La mousse polyuréthane expansive peut remplir un volume important derrière le dormant, mais elle ne doit pas être considérée comme le calfeutrement final. Une injection excessive peut aussi pousser sur le cadre et gêner l’ouverture. Pour une pose neuve ou une rénovation lourde, les solutions prévues par la NF DTU 36.5 reposent notamment sur un mastic avec fond de joint ou sur une mousse imprégnée précomprimée.Les erreurs qui annulent les bénéfices du calfeutrement
La première erreur consiste à coller un nouveau joint par-dessus l’ancien. La surface devient irrégulière, la fenêtre ferme mal et l’adhésif finit par se décoller. Il faut repartir sur un support propre, même si cette préparation semble plus longue que la pose elle-même.
- Ne bouchez pas les trous d’évacuation situés dans la partie basse du dormant. Ils permettent à l’eau infiltrée de s’écouler.
- N’appliquez pas de mastic sur une surface humide, poussiéreuse ou couverte de peinture écaillée.
- Ne remplissez pas tous les espaces avec de la mousse expansive, surtout autour d’un cadre ancien ou déformable.
- Ne bloquez pas les grilles d’aération de la fenêtre, du mur ou du coffre de volet roulant.
- Ne forcez pas la poignée après la pose. Un réglage du dormant peut être nécessaire.
Le dernier point est souvent sous-estimé. Calfeutrer les fuites parasites améliore le confort, mais un logement a besoin d’un renouvellement d’air maîtrisé. Si de la condensation apparaît sur les vitrages ou dans les angles après les travaux, contrôlez la ventilation plutôt que de rajouter du joint partout.
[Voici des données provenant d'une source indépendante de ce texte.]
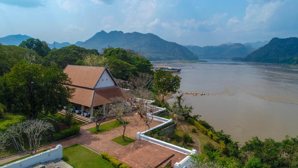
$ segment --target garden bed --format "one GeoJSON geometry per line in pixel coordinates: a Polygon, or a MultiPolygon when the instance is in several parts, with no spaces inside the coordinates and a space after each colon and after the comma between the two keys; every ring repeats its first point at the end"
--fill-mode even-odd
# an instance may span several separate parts
{"type": "Polygon", "coordinates": [[[101,155],[79,144],[63,148],[61,159],[75,168],[101,167],[114,168],[101,155]]]}
{"type": "Polygon", "coordinates": [[[87,130],[94,134],[98,134],[119,127],[122,125],[123,125],[122,124],[120,123],[119,121],[117,120],[114,120],[108,123],[101,124],[99,126],[99,127],[98,128],[99,131],[96,131],[96,127],[89,128],[87,130]]]}

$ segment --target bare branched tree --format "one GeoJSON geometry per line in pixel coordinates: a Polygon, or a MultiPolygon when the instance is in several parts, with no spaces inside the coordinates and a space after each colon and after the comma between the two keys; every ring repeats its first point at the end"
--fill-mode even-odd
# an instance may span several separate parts
{"type": "Polygon", "coordinates": [[[45,120],[27,120],[11,125],[6,129],[8,138],[12,140],[15,140],[18,145],[29,154],[34,155],[36,153],[41,141],[49,130],[54,131],[53,124],[45,120]],[[26,149],[29,143],[29,149],[26,149]]]}
{"type": "Polygon", "coordinates": [[[139,73],[137,76],[132,76],[128,79],[128,91],[139,98],[135,103],[138,107],[138,113],[141,117],[142,114],[146,113],[146,99],[153,100],[154,97],[150,90],[153,84],[153,76],[146,73],[139,73]]]}
{"type": "Polygon", "coordinates": [[[109,106],[108,104],[104,104],[103,105],[101,110],[100,110],[94,109],[93,111],[91,111],[91,110],[90,109],[86,110],[86,111],[90,114],[91,116],[94,118],[94,122],[95,123],[96,126],[96,131],[97,132],[99,131],[99,126],[100,125],[101,122],[104,118],[103,117],[102,117],[101,119],[99,119],[99,116],[103,114],[105,112],[108,112],[110,110],[109,108],[111,106],[109,106]]]}
{"type": "Polygon", "coordinates": [[[128,104],[125,99],[121,97],[112,97],[110,99],[111,102],[110,110],[106,116],[111,119],[116,119],[123,125],[123,140],[126,141],[124,134],[126,126],[130,121],[134,120],[132,107],[128,104]]]}
{"type": "Polygon", "coordinates": [[[10,141],[8,138],[7,134],[0,131],[0,154],[6,150],[6,146],[10,144],[10,141]]]}
{"type": "Polygon", "coordinates": [[[145,123],[148,127],[148,129],[150,129],[150,125],[153,121],[153,113],[156,111],[156,109],[153,106],[146,104],[146,114],[145,118],[145,123]]]}
{"type": "Polygon", "coordinates": [[[193,106],[186,102],[183,93],[176,96],[174,99],[175,101],[171,103],[170,107],[175,117],[174,122],[176,123],[181,117],[187,116],[191,113],[193,106]]]}

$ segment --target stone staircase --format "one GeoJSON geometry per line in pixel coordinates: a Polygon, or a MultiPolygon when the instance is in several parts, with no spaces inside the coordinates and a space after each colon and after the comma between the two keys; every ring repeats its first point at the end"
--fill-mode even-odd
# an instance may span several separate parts
{"type": "Polygon", "coordinates": [[[59,159],[43,163],[35,164],[27,168],[73,168],[66,162],[59,159]]]}

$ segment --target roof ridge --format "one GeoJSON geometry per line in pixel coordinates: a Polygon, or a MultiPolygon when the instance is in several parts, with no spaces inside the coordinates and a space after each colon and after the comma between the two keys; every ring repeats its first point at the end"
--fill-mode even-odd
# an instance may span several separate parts
{"type": "Polygon", "coordinates": [[[70,64],[68,64],[68,66],[80,66],[80,67],[89,67],[91,68],[104,68],[105,67],[104,66],[88,66],[86,65],[71,65],[70,64]]]}

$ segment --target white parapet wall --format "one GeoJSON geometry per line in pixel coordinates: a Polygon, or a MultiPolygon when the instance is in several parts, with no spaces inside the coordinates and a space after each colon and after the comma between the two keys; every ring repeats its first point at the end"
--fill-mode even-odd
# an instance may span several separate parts
{"type": "Polygon", "coordinates": [[[61,159],[63,157],[62,148],[61,145],[58,145],[55,148],[4,166],[0,168],[25,168],[39,163],[61,159]]]}
{"type": "MultiPolygon", "coordinates": [[[[159,110],[152,113],[153,114],[159,113],[163,111],[167,111],[167,109],[166,108],[161,108],[158,107],[153,106],[152,105],[149,104],[147,105],[147,106],[154,107],[155,108],[157,109],[159,109],[159,110]]],[[[142,132],[138,132],[136,133],[136,139],[142,139],[145,140],[147,141],[153,143],[155,143],[159,145],[162,146],[164,147],[176,151],[180,153],[184,153],[186,155],[189,155],[190,154],[197,154],[197,150],[195,149],[193,149],[192,150],[188,150],[183,148],[176,146],[174,145],[167,143],[165,142],[164,142],[162,140],[156,139],[154,138],[148,137],[145,135],[146,132],[155,129],[159,127],[163,126],[168,123],[172,123],[173,119],[167,119],[161,117],[159,117],[155,115],[152,115],[151,114],[148,114],[147,116],[149,117],[152,117],[153,120],[162,123],[161,124],[158,126],[155,126],[153,128],[144,131],[142,132]]],[[[180,162],[176,162],[174,165],[174,168],[184,168],[184,166],[187,167],[192,164],[192,161],[193,161],[191,157],[189,156],[187,156],[185,158],[182,160],[180,162]]]]}
{"type": "MultiPolygon", "coordinates": [[[[195,151],[195,153],[193,152],[193,153],[197,154],[196,151],[195,151]]],[[[187,167],[193,164],[191,162],[193,161],[191,157],[189,156],[187,156],[182,159],[182,161],[180,161],[180,162],[176,162],[174,165],[174,168],[183,168],[184,166],[187,167]]]]}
Quand réparer suffit et quand remplacer la fenêtre
Le calfeutrement est pertinent lorsque le cadre est sain, que le vitrage reste correctement maintenu et que le problème vient de joints vieillissants ou de petites fissures. Pour quelques dizaines d’euros et une à deux heures de travail, il peut nettement améliorer la sensation de confort dans une pièce.
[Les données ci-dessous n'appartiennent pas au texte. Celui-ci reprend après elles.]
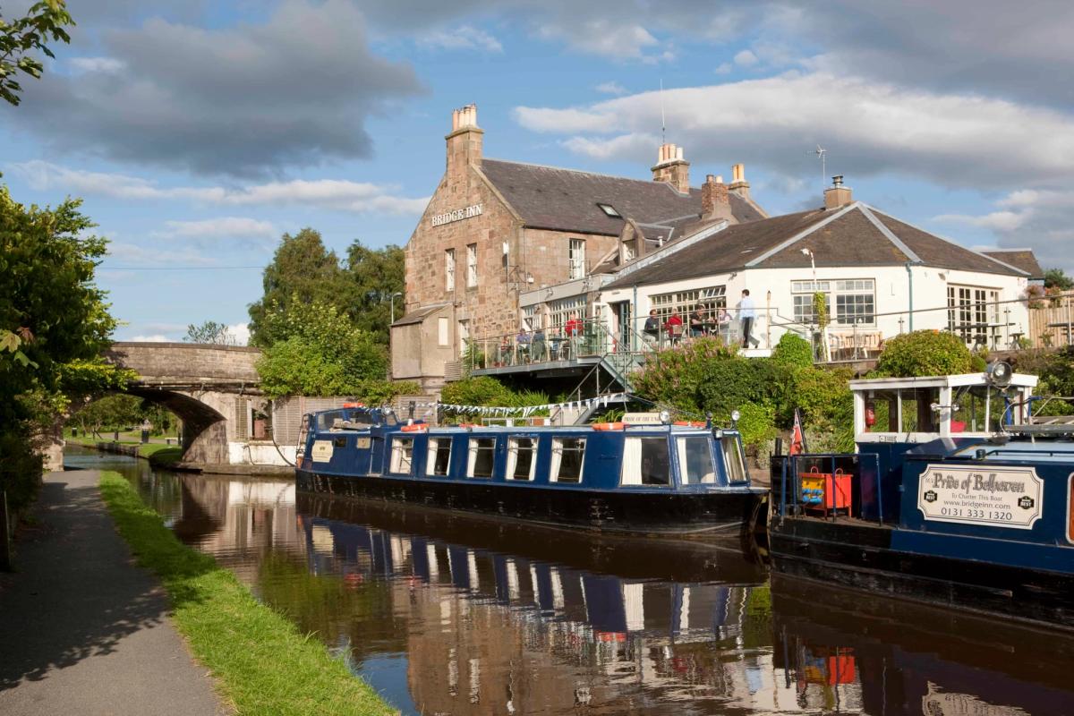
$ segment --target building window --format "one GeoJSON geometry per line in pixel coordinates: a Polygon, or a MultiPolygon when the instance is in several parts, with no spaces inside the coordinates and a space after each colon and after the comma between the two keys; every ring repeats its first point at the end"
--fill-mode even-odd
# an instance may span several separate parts
{"type": "Polygon", "coordinates": [[[451,469],[451,438],[430,438],[425,474],[446,477],[451,469]]]}
{"type": "Polygon", "coordinates": [[[670,485],[667,438],[626,438],[620,482],[624,485],[670,485]]]}
{"type": "Polygon", "coordinates": [[[470,438],[467,478],[491,478],[496,462],[496,438],[470,438]]]}
{"type": "Polygon", "coordinates": [[[451,344],[451,330],[449,325],[447,316],[440,316],[436,319],[436,345],[441,348],[451,344]]]}
{"type": "Polygon", "coordinates": [[[571,317],[585,320],[585,296],[571,296],[548,305],[550,327],[562,328],[571,317]]]}
{"type": "Polygon", "coordinates": [[[459,321],[459,355],[466,352],[469,347],[469,321],[459,321]]]}
{"type": "Polygon", "coordinates": [[[413,438],[392,438],[390,470],[396,474],[410,474],[413,467],[413,438]]]}
{"type": "Polygon", "coordinates": [[[716,481],[709,438],[679,438],[679,472],[687,485],[711,485],[716,481]]]}
{"type": "Polygon", "coordinates": [[[570,239],[570,248],[567,252],[567,261],[570,265],[570,279],[585,278],[585,239],[570,239]]]}
{"type": "Polygon", "coordinates": [[[947,287],[947,330],[966,342],[986,342],[1000,321],[1000,292],[976,286],[947,287]]]}
{"type": "Polygon", "coordinates": [[[873,279],[790,281],[795,321],[807,325],[816,323],[813,294],[817,292],[824,294],[828,316],[833,325],[871,326],[876,323],[876,282],[873,279]]]}
{"type": "Polygon", "coordinates": [[[539,305],[526,306],[522,309],[522,330],[537,331],[545,326],[543,311],[539,305]]]}
{"type": "Polygon", "coordinates": [[[507,441],[507,479],[534,479],[537,468],[537,438],[511,438],[507,441]]]}
{"type": "Polygon", "coordinates": [[[584,457],[585,438],[553,438],[552,482],[581,482],[584,457]]]}
{"type": "Polygon", "coordinates": [[[694,289],[693,291],[677,291],[674,293],[658,293],[650,296],[650,306],[656,309],[656,316],[661,323],[666,322],[672,316],[685,319],[694,310],[701,306],[709,316],[714,316],[720,308],[727,307],[727,287],[713,286],[708,289],[694,289]]]}
{"type": "Polygon", "coordinates": [[[477,286],[477,244],[466,245],[466,288],[477,286]]]}

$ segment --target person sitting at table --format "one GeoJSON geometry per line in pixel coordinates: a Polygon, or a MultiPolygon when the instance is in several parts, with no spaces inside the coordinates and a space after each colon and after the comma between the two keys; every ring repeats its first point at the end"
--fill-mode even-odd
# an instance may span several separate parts
{"type": "Polygon", "coordinates": [[[541,328],[534,331],[531,353],[535,362],[545,360],[545,331],[541,328]]]}
{"type": "Polygon", "coordinates": [[[705,317],[705,307],[700,304],[694,309],[694,312],[690,315],[690,335],[693,338],[699,338],[705,335],[705,324],[708,319],[705,317]]]}
{"type": "Polygon", "coordinates": [[[679,318],[678,313],[671,313],[671,317],[664,323],[664,330],[672,344],[682,337],[682,319],[679,318]]]}
{"type": "Polygon", "coordinates": [[[644,338],[645,342],[652,346],[661,338],[661,319],[656,317],[656,309],[649,311],[649,318],[645,319],[645,325],[641,328],[641,337],[644,338]]]}

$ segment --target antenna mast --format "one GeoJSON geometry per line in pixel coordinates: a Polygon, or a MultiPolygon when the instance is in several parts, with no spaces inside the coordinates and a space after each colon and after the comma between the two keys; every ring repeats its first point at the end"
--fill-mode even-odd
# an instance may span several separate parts
{"type": "Polygon", "coordinates": [[[828,150],[818,144],[816,145],[816,149],[813,150],[812,154],[816,155],[817,158],[821,160],[821,188],[824,189],[827,186],[828,181],[828,169],[827,169],[828,150]]]}
{"type": "Polygon", "coordinates": [[[667,144],[667,122],[664,120],[664,77],[661,77],[661,144],[667,144]]]}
La réparation atteint ses limites si le bois est pourri, si le dormant est très voilé, si le vitrage est fendu ou si l’eau pénètre derrière la maçonnerie. Dans ce cas, multiplier les joints masque le problème sans le résoudre. Une entreprise pourra vérifier la pose, le réglage des ouvrants et l’état du support avant de chiffrer un remplacement.
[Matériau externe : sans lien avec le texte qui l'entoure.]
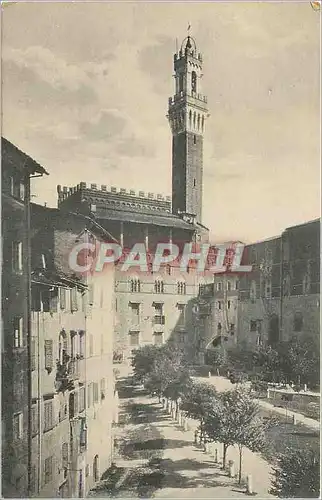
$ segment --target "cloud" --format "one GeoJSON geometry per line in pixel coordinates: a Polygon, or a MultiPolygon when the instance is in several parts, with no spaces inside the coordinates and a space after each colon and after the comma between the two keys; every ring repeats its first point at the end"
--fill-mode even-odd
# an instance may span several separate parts
{"type": "Polygon", "coordinates": [[[79,130],[89,141],[110,141],[122,134],[126,123],[117,110],[102,110],[92,121],[80,123],[79,130]]]}
{"type": "Polygon", "coordinates": [[[92,81],[79,66],[68,64],[49,49],[32,46],[3,51],[4,94],[10,94],[12,80],[26,104],[31,101],[79,105],[97,100],[92,81]],[[8,82],[8,85],[6,83],[8,82]],[[21,92],[22,90],[22,92],[21,92]]]}

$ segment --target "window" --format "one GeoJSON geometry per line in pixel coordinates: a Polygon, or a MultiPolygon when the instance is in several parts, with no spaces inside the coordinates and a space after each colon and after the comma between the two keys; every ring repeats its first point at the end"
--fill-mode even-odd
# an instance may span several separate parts
{"type": "Polygon", "coordinates": [[[139,345],[139,332],[131,332],[130,333],[130,345],[137,346],[139,345]]]}
{"type": "Polygon", "coordinates": [[[101,400],[105,399],[105,378],[101,380],[101,400]]]}
{"type": "Polygon", "coordinates": [[[93,403],[98,403],[98,383],[93,383],[93,403]]]}
{"type": "Polygon", "coordinates": [[[163,344],[163,333],[161,332],[154,332],[154,345],[161,345],[163,344]]]}
{"type": "Polygon", "coordinates": [[[50,483],[53,478],[53,457],[45,459],[45,484],[50,483]]]}
{"type": "Polygon", "coordinates": [[[32,405],[31,407],[31,434],[32,436],[36,436],[38,434],[38,406],[37,404],[32,405]]]}
{"type": "Polygon", "coordinates": [[[12,270],[16,273],[22,272],[22,242],[12,243],[12,270]]]}
{"type": "Polygon", "coordinates": [[[70,309],[71,312],[78,311],[77,288],[72,288],[70,291],[70,309]]]}
{"type": "Polygon", "coordinates": [[[85,332],[79,332],[79,356],[84,358],[85,356],[85,332]]]}
{"type": "Polygon", "coordinates": [[[179,92],[183,92],[183,73],[179,75],[179,92]]]}
{"type": "Polygon", "coordinates": [[[13,320],[13,346],[23,347],[23,319],[18,317],[13,320]]]}
{"type": "Polygon", "coordinates": [[[93,335],[90,335],[89,336],[89,356],[93,356],[93,352],[94,352],[94,339],[93,339],[93,335]]]}
{"type": "Polygon", "coordinates": [[[31,339],[31,371],[36,369],[36,340],[31,339]]]}
{"type": "Polygon", "coordinates": [[[163,304],[154,304],[154,319],[153,323],[155,325],[164,325],[165,324],[165,317],[163,314],[163,304]]]}
{"type": "Polygon", "coordinates": [[[85,387],[79,389],[79,411],[85,410],[85,387]]]}
{"type": "Polygon", "coordinates": [[[185,325],[185,312],[186,312],[186,304],[178,304],[177,305],[179,309],[179,318],[178,318],[178,326],[184,326],[185,325]]]}
{"type": "Polygon", "coordinates": [[[131,323],[138,325],[140,323],[140,304],[130,303],[131,309],[131,323]]]}
{"type": "Polygon", "coordinates": [[[61,447],[61,464],[63,469],[68,467],[68,443],[63,443],[61,447]]]}
{"type": "Polygon", "coordinates": [[[23,435],[23,414],[16,413],[12,421],[12,437],[14,440],[21,439],[23,435]]]}
{"type": "Polygon", "coordinates": [[[44,253],[41,254],[41,266],[43,269],[47,269],[46,255],[44,253]]]}
{"type": "Polygon", "coordinates": [[[45,369],[51,371],[53,368],[53,341],[45,340],[45,369]]]}
{"type": "Polygon", "coordinates": [[[54,427],[53,400],[44,403],[44,431],[50,431],[54,427]]]}
{"type": "Polygon", "coordinates": [[[301,332],[303,329],[303,314],[301,312],[294,314],[293,329],[295,332],[301,332]]]}
{"type": "Polygon", "coordinates": [[[162,280],[156,280],[154,282],[155,293],[164,293],[164,283],[162,280]]]}
{"type": "Polygon", "coordinates": [[[141,281],[138,278],[131,279],[131,292],[140,292],[141,291],[141,281]]]}
{"type": "Polygon", "coordinates": [[[90,283],[88,285],[88,303],[90,306],[94,305],[94,285],[90,283]]]}
{"type": "Polygon", "coordinates": [[[60,288],[60,308],[66,309],[66,289],[60,288]]]}
{"type": "Polygon", "coordinates": [[[191,73],[191,92],[197,92],[197,73],[191,73]]]}
{"type": "Polygon", "coordinates": [[[257,321],[256,320],[251,320],[251,322],[250,322],[250,331],[251,332],[257,332],[257,321]]]}
{"type": "Polygon", "coordinates": [[[186,294],[186,284],[184,281],[178,281],[177,293],[178,293],[178,295],[185,295],[186,294]]]}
Je conseille aussi de vérifier le coffre du volet roulant lorsque le courant d’air semble venir du haut de la fenêtre. Le coffre peut représenter une fuite importante, mais il ne faut pas obturer les passages nécessaires au fonctionnement ou à l’entretien du mécanisme.
Le bon contrôle à faire après la pose
Une fois le travail terminé, testez la fenêtre par temps froid et venteux si possible. Passez la main sur les quatre côtés, vérifiez la fermeture, observez les angles et contrôlez l’absence de condensation inhabituelle le lendemain matin.
Si la fuite persiste, ne rajoutez pas immédiatement une deuxième couche de produit. Recherchez plutôt son origine, car elle peut venir du dormant, du coffre de volet roulant, d’une fissure murale ou d’un défaut de réglage. Un joint adapté, posé sur un support propre et sans bloquer la ventilation, donne généralement un résultat durable et bien plus propre qu’un remplissage improvisé.